Photo credit: Wind Over Wings
This is Teddy, a Saw Whet Owl at Wind Over Wings (a raptor rescue I volunteered for) I chose not to bring Bradley to the raptor rescue because I felt it would be an incompatible match for all parties. I was cleaning cages and wouldn’t be able to handle Bradley. I’m sure some of the animals would have taken issue Bradley’s presence. Working with other animals, who are not compatible with dogs, have been the few times when I have chosen to leave Bradley home. It was my choice to do so.

Modifying My Rule
As referenced earlier, there are almost never exceptions to the rule that if Bradley cannot go, I cannot go.  However, life does happen and it doesn’t always go as planned.  While I may make modifications to plans, to allow myself to participate in an activity without Bradley, by doing so, I am making a tremendous sacrifice.  I’ve learned, from past experience, that my choice to leave the house without Bradley can have devastating consequences.  In those situations, I’ve consistently found myself reprimanding myself for having known better.  I will advocate for my “choice” to the end of the Earth, and I believe I’ve learned my lesson about which is the right one for me: Keeping Bradley by my side.

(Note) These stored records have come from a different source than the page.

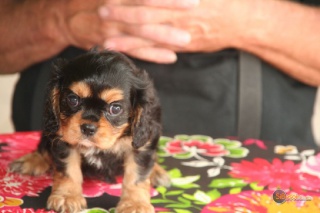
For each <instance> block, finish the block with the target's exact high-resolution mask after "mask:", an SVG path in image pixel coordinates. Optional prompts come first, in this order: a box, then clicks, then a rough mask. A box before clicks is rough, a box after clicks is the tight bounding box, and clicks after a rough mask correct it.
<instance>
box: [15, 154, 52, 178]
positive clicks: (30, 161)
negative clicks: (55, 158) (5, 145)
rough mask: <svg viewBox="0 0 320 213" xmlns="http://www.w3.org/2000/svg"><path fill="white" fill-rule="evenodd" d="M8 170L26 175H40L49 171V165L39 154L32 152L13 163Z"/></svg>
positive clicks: (41, 156) (43, 157) (49, 167)
mask: <svg viewBox="0 0 320 213" xmlns="http://www.w3.org/2000/svg"><path fill="white" fill-rule="evenodd" d="M9 169H10V171H11V172H17V173H21V174H26V175H42V174H44V173H46V172H47V171H48V170H49V169H50V165H49V164H48V162H47V161H46V160H45V159H44V157H43V156H42V155H41V154H40V153H38V152H32V153H30V154H27V155H25V156H22V157H21V158H19V159H17V160H15V161H13V162H12V163H11V164H10V165H9Z"/></svg>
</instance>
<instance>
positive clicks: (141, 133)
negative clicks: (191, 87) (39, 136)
mask: <svg viewBox="0 0 320 213" xmlns="http://www.w3.org/2000/svg"><path fill="white" fill-rule="evenodd" d="M54 67H55V71H54V73H53V76H52V80H51V82H50V85H49V95H48V100H47V106H46V108H47V109H46V117H47V118H46V121H45V130H44V131H45V132H47V133H48V132H51V133H52V132H53V133H55V134H57V135H58V136H59V137H61V139H62V140H63V141H65V142H67V143H69V144H71V145H82V146H86V147H92V146H94V147H97V148H99V149H103V150H106V149H108V148H110V147H112V146H113V145H114V144H115V143H117V141H119V139H120V138H122V137H126V136H129V137H132V145H133V147H134V148H139V147H141V146H143V145H145V144H146V143H147V142H153V141H156V140H158V137H159V135H160V107H159V104H158V99H157V98H156V96H155V93H154V89H153V86H152V83H151V81H150V79H149V78H148V75H147V73H146V72H145V71H143V70H141V69H138V68H137V67H136V66H135V65H134V64H133V63H132V62H131V61H130V60H129V59H128V58H127V57H125V56H124V55H122V54H120V53H116V52H111V51H104V52H93V51H92V52H89V53H87V54H84V55H82V56H80V57H77V58H75V59H73V60H71V61H59V62H58V63H57V64H55V66H54Z"/></svg>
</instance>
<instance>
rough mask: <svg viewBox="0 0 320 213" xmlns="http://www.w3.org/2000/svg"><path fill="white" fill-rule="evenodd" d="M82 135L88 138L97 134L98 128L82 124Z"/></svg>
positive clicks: (81, 131)
mask: <svg viewBox="0 0 320 213" xmlns="http://www.w3.org/2000/svg"><path fill="white" fill-rule="evenodd" d="M80 129H81V132H82V134H84V135H86V136H92V135H94V134H95V133H96V131H97V127H96V126H95V125H93V124H82V125H81V126H80Z"/></svg>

Why Don’t I Utilize Alternative Means of Assistance for Myself?
I do!  Having a service dog doesn’t “fix” everything.  Despite the extent of help Bradley provides me with, his assistance is only one outlet for mitigating my disabilities.  I do depend on him for my independence, but without additional resources, the degree to which my disabilities affect my life would be significantly altered.  Neither the additional means of assistance, nor my partnership with Bradley are intended to replace the other.  Bradley is part of the equation of resources I use to live a fuller life; a large part of the equation, at that!